Seinen 16. Geburtstag feiert Giovanni, Sohn des neapolitanischen Camorra-Paten Don Antonio im Jugendknast auf der Insel Nisida und profitiert dort vom Ruf seines Vaters: „Jeder kennt Don Antonio Acqua Storta. Also begegnen sie mir mit Respekt. Sie besorgen mir Zigaretten, Haschisch, Geld für die Aufseher, damit sonntagnachts ein paar Nutten vorbeikommen, besorgen alles, was ich will.“ – Ausgerechnet in der Gefängniswäscherei hat Giovanni sein Erweckungserlebnis. Er beobachtet die als Strafmaßnahme gedachte Vergewaltigung eines Mitgefangenen. Dabei geht es nicht um fehlgeleitete, homosexuelle Begierde, sondern um nackte Gewalt. Doch: „Durch meinen Schädel rauscht das Blut, ich bin rattenscharf.“ Giovanni begreift, dass er sich zu Männern hingezogen fühlt, dass ausgerechnet er, der katholische erzogene Nachwuchsmafioso, homosexuell ist.
Schwule Outings sind in Zentraleuropa, abgesehen vom breitbeinig daherkommenden Fußballsport, meist kein Skandal mehr. Da aber Romane ohne Konflikt langweilig sind, wird hier auf eine archaische Gesellschaft ausgewichen. Schon „Die Sopranos“ zogen in ihrer sechsten Staffel eine Menge Konfliktpotential aus dem Umstand, dass Mafioso Vito Spatafores eine Schwulendisco besucht. Giovanni reagiert im Roman mit dem brutalstmöglichen Abwehrreflex. Er schlägt das Vergewaltigungsopfer so lange, bis es stirbt, bringt also das wehrlose Objekt seiner Begierde um. Von da an ist Salvatores Leidenschaft mit doppelter Schuld belegt, mit der Schuld des Mordes und mit der Schuld gegenüber seinen Mitgefangenen, die er aufgrund seiner Erregung beinahe verraten hat. Denn wie kann man einen Mithäftling bestrafen, wenn in dieser Bestrafung heimliche Liebe steckt?

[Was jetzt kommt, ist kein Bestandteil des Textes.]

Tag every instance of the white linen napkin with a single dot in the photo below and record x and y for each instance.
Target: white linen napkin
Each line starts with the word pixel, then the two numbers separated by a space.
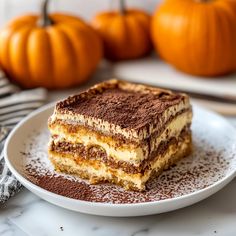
pixel 15 104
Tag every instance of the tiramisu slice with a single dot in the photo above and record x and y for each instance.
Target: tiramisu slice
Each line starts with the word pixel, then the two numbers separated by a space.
pixel 120 132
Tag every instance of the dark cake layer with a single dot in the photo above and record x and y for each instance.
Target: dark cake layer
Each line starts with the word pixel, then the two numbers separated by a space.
pixel 80 152
pixel 129 106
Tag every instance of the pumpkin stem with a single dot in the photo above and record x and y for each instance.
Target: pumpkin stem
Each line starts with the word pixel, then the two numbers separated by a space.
pixel 44 19
pixel 122 7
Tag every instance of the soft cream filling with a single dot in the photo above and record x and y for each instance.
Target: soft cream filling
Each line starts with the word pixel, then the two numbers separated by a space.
pixel 105 172
pixel 107 127
pixel 132 155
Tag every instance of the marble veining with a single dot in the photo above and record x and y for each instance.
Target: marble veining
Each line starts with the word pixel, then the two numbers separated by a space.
pixel 27 215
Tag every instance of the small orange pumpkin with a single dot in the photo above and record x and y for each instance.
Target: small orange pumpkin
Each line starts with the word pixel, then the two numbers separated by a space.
pixel 197 36
pixel 126 33
pixel 53 51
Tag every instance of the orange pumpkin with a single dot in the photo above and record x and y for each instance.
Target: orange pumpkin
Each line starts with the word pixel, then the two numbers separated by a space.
pixel 126 33
pixel 197 36
pixel 53 51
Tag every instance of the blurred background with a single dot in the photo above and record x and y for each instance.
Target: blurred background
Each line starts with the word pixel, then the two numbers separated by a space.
pixel 85 8
pixel 215 92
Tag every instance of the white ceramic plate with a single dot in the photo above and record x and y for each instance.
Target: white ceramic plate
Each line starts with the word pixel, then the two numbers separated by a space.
pixel 211 166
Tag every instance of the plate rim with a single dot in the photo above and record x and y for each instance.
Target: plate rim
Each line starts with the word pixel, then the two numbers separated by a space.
pixel 25 182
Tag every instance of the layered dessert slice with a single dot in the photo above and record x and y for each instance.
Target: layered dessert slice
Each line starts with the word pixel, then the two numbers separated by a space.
pixel 120 132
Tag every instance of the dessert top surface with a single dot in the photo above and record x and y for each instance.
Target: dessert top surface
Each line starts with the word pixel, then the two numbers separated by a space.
pixel 121 103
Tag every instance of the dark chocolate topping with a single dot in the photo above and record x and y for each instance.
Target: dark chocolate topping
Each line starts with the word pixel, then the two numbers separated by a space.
pixel 126 108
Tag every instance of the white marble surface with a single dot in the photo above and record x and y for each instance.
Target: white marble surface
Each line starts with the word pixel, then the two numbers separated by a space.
pixel 26 214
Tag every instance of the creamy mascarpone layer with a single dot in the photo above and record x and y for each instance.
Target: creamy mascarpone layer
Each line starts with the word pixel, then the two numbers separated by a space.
pixel 107 127
pixel 105 172
pixel 129 154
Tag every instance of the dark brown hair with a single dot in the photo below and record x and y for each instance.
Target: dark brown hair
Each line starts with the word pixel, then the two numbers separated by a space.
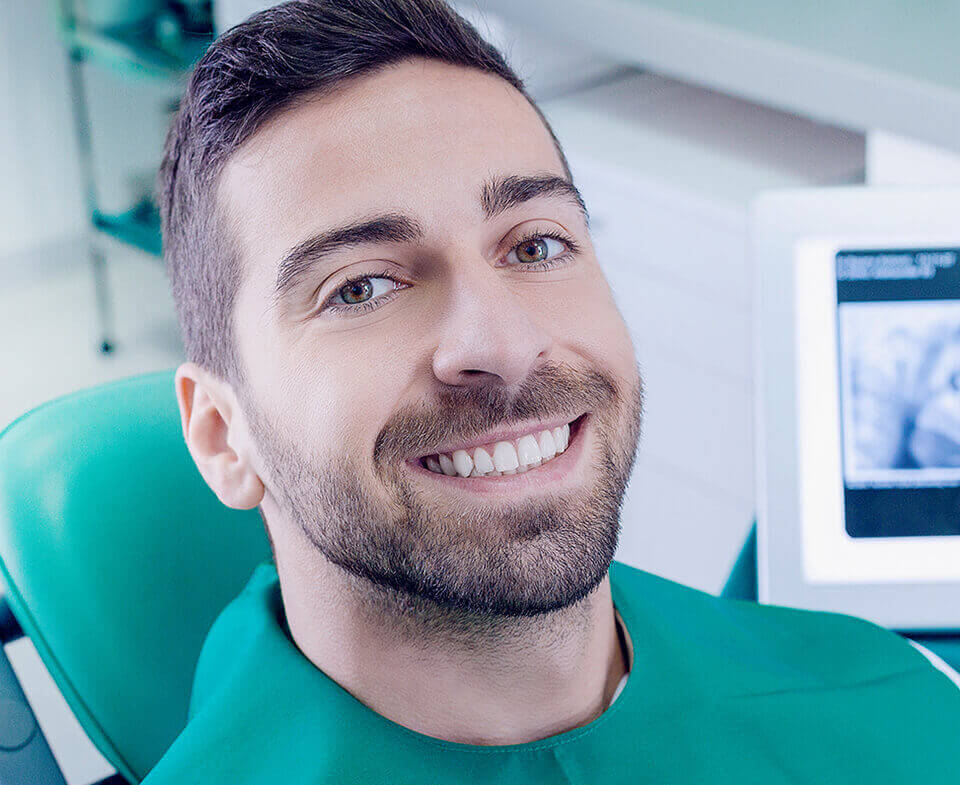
pixel 247 76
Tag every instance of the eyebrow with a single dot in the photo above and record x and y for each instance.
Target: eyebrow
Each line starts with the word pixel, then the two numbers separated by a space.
pixel 497 195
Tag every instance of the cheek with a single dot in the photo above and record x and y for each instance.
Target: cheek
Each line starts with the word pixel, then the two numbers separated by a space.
pixel 339 396
pixel 591 321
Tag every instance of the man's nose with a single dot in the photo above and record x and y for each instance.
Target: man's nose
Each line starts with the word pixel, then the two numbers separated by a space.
pixel 488 334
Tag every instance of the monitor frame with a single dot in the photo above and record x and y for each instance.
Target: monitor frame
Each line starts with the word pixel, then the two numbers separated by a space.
pixel 792 234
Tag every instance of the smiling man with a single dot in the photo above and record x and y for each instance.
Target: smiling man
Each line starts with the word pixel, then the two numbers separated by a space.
pixel 403 350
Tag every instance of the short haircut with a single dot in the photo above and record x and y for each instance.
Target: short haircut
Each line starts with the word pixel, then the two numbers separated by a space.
pixel 251 73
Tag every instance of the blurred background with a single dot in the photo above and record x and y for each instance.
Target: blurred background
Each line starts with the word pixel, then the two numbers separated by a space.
pixel 674 114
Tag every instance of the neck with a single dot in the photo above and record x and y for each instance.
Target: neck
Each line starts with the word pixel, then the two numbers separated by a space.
pixel 458 677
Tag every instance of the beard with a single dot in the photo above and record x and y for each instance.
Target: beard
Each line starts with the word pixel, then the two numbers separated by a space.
pixel 481 560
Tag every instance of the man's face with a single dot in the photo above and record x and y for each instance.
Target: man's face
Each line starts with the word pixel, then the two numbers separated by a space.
pixel 471 312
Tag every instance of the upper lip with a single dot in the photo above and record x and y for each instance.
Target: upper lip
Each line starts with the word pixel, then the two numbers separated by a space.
pixel 505 434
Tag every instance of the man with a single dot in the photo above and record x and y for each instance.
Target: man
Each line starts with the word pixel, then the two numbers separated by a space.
pixel 402 349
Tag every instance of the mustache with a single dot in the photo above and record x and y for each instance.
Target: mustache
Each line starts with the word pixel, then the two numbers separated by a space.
pixel 462 413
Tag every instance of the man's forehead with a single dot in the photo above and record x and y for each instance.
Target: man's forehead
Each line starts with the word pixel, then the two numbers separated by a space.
pixel 415 125
pixel 421 136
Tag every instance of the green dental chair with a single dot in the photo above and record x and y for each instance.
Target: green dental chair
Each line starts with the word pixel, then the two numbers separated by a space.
pixel 116 559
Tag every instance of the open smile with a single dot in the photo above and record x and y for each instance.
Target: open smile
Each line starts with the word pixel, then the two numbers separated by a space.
pixel 538 450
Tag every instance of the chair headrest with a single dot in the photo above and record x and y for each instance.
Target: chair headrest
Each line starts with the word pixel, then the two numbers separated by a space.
pixel 118 557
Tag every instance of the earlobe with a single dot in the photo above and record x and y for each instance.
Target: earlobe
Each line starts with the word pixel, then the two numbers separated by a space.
pixel 206 417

Giovannis Homosexualität ist „Der Verstoß“ im gleichnamigen Roman des Songtexters L.R. Carrino. Die spätere, als Umerziehung gedachte Zwangsheirat mit einem hübschen Mädchen ändert selbstverständlich nichts. Giovanni irrt wie ein Zombie durch Neapel. Er sucht ferngesteuert abgelegene Straßenstrichs auf, verliebt sich in einen anderen Mann, hadert mit seinen Gefühlen: „Ich muss mich beruhigen, darf jetzt nicht in Panik geraten. Die Leute können es förmlich riechen, wenn sie merken, wie unsicher und nervös ich bin.“
Dieser kurze Roman entfaltet deshalb so viel Energie, weil zwei mächtige Kräfte gegeneinander stehen: Die heterosexuelle Konvention der katholischen, italienischen Familie, und die persönliche homosexuelle Neigung. L.R. Carrino erzählt diese bittere Geschichte schonungslos und ohne Sentimentalitäten. Hier gibt es die härtesten pornographischen Szenen seit Henry Millers „Opus Pistorum“, ein Weltzweifeln, das Georg Büchners alten, wahren Satz „Jeder Mensch ist ein Abgrund. Es schwindelt einem, wenn man hinabsieht“ bestätigt, und eine Schonungslosigkeit vom monströsen Ausmaß der HBO-Serie „The Wire „. Grandios.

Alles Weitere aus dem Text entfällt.